[CentOS] server mirroring how to

Mon Aug 3 14:33:03 UTC 2009
Filipe Brandenburger <filbranden at gmail.com>

Hi,

2009/8/1 fabian <fabian at baladia.gov.kw>:
> Centos 5.0 server which is used as a

If it really is 5.0, I suggest you schedule a maintenance window to
apply all the security updates, you should be running the latest
release which is 5.3 and apply updates regularly. If you don't, your
server might be vulnerable to known exploits.

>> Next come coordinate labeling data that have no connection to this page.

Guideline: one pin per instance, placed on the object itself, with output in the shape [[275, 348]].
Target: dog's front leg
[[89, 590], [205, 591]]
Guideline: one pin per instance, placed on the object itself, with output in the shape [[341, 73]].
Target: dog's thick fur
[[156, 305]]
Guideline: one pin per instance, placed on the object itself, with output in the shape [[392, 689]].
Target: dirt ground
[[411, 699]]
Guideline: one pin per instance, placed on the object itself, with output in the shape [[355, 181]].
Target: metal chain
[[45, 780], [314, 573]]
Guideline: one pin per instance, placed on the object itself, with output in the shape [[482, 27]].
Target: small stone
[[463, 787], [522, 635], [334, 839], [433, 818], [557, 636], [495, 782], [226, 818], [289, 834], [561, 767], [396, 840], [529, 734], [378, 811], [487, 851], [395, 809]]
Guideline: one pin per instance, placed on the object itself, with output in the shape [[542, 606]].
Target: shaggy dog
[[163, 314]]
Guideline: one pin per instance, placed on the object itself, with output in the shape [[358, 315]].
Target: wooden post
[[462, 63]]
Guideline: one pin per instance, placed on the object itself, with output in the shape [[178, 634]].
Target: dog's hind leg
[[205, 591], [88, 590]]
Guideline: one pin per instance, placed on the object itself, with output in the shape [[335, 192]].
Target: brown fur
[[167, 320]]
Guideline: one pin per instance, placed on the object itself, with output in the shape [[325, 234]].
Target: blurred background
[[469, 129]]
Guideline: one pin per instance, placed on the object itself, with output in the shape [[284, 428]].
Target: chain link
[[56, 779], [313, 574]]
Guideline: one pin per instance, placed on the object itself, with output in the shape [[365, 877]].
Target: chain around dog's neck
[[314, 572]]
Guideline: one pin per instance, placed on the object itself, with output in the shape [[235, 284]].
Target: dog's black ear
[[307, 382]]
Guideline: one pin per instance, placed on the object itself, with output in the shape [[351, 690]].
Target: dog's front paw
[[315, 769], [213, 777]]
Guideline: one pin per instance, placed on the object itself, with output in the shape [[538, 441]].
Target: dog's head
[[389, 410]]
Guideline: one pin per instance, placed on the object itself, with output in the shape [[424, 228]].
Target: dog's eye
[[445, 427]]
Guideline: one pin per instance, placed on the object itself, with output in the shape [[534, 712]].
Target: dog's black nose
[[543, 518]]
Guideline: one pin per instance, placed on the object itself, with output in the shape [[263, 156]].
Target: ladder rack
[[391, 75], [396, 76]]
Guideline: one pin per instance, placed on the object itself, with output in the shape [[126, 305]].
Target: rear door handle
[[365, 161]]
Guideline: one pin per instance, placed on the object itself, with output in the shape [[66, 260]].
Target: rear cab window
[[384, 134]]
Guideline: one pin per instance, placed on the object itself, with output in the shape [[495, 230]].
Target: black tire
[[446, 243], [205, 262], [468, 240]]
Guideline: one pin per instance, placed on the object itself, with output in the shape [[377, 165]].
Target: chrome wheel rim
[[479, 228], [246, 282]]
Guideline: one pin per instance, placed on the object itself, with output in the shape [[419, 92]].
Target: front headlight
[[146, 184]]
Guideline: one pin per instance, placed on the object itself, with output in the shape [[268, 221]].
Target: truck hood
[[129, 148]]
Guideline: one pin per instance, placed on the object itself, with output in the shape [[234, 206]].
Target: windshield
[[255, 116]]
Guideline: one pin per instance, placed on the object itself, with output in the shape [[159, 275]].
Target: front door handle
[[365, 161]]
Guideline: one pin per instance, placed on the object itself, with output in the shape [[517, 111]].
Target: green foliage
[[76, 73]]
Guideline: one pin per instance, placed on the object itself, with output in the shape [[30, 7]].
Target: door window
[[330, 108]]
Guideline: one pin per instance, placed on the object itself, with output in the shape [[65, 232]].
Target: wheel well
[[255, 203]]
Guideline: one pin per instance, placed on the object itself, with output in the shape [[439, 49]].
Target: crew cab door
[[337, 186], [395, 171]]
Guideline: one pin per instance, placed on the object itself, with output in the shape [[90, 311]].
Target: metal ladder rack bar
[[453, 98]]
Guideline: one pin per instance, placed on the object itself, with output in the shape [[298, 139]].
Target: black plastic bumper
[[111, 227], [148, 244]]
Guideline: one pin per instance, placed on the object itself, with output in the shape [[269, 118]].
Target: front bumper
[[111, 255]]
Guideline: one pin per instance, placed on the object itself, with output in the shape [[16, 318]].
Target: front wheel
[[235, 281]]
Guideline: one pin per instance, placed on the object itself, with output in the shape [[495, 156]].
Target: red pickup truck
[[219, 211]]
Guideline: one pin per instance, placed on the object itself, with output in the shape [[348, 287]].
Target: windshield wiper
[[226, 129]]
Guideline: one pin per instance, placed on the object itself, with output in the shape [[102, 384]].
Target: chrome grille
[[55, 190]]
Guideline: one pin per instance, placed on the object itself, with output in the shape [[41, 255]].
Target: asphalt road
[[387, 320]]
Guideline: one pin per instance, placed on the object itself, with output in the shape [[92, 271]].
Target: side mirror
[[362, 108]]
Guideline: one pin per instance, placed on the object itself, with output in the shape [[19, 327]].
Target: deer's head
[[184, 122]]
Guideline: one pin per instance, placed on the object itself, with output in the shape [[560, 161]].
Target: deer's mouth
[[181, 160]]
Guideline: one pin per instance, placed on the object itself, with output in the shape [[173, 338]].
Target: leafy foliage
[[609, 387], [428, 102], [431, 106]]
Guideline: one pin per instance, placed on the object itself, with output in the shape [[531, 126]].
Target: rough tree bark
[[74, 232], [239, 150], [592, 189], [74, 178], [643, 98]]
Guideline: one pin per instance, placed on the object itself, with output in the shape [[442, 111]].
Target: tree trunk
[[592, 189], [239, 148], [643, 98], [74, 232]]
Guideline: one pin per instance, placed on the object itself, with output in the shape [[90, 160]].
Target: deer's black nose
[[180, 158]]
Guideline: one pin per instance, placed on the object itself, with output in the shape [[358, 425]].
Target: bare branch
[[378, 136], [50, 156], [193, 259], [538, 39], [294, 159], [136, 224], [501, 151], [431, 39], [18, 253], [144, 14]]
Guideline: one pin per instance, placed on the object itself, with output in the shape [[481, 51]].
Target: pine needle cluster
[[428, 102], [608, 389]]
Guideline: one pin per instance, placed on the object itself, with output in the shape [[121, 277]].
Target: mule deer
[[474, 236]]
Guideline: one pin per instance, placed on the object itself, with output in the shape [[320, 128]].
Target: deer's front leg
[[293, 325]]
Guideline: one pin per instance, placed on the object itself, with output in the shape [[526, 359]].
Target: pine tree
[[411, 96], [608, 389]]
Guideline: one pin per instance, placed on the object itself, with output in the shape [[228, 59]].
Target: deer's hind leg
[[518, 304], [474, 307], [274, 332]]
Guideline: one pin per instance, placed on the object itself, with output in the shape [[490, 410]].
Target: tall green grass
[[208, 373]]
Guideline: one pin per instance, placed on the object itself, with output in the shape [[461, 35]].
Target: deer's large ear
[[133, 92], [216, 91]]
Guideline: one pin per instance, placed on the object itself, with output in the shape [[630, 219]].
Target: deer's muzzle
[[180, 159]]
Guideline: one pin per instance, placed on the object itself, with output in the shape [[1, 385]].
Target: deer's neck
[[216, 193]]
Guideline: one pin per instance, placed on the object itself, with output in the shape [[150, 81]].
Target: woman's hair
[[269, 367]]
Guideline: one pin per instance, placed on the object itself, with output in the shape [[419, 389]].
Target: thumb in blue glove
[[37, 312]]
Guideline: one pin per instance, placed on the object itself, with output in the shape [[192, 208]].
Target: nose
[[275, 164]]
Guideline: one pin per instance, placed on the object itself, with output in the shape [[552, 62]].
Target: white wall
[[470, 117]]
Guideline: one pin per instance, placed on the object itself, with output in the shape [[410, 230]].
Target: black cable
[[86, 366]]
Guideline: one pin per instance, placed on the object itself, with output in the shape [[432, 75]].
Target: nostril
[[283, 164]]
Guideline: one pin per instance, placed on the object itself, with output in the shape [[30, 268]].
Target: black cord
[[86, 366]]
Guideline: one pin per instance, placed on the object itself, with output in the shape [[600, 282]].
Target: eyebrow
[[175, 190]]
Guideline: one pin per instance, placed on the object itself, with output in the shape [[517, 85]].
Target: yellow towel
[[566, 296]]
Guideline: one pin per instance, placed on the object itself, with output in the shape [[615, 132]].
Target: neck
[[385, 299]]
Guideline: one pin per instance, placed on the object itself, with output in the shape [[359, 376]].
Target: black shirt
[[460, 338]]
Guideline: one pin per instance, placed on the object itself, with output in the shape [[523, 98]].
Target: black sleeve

> i am jus googling arround for a solution in where i could have online
> mirroring of another machine

DRBD seems to be the way to go for you. Just make sure you do your
tests in a separate environment, and do benchmarks to see if the I/O
performance you get is enough for your needs, as DRBD may have some
impact on that.

You should look into storing your mailboxes on the DRBD volume, most
of the others (DNS, password database, etc.) have their own ways of
replication, and the mail queue should be almost empty at most times,
and if it's not empty it is usually acceptable to delay the e-mails on
the queue until you can recover that box.

> i could have an identical hardware machine which could be running online
> so if the first machine fails the second one is avaliable instantly

Heartbeat is what you want to use to test if the other node is alive
and switch the services to the secondary once the primary dies.

I suggest you go with an active-passive setup, where the filesystem is
not mounted and the services are stopped on the second node (backup
node). Then you set up a heartbeat script to mount the filesystem,
start the services, and switch the virtual IP to that machine when the
other one dies.

> also if i create a new user or a new mail user ther user is replicated on
> both machine

Are you talking about Unix users? I believe so... In that case, I
suggest you set up an LDAP database (OpenLDAP should be enough for
your needs) and set up LDAP replication. You can do that on the same
nodes you are using for all the other services. Then configure NSS and
PAM to have all your services use the user database and authenticate
passwords to those LDAP servers. Set your first node as a master LDAP
database (read-write), and your second node as a replica of that one
(read-only). If your first node goes down, you will be unable to
create new users or change passwords, but that is generally acceptable
in a degraded situation.

> if i upgraded or install any software on one machine it is replicated on
> the other automaticalu..

No, that will not be done with DRBD/Heartbeat, and I don't really
think you'd want that, otherwise a bad upgrade or a bad command would
kill both your master and your backup. The situation where both your
machines are managed independently is much better in that sense, as
long as you are organized to manage them.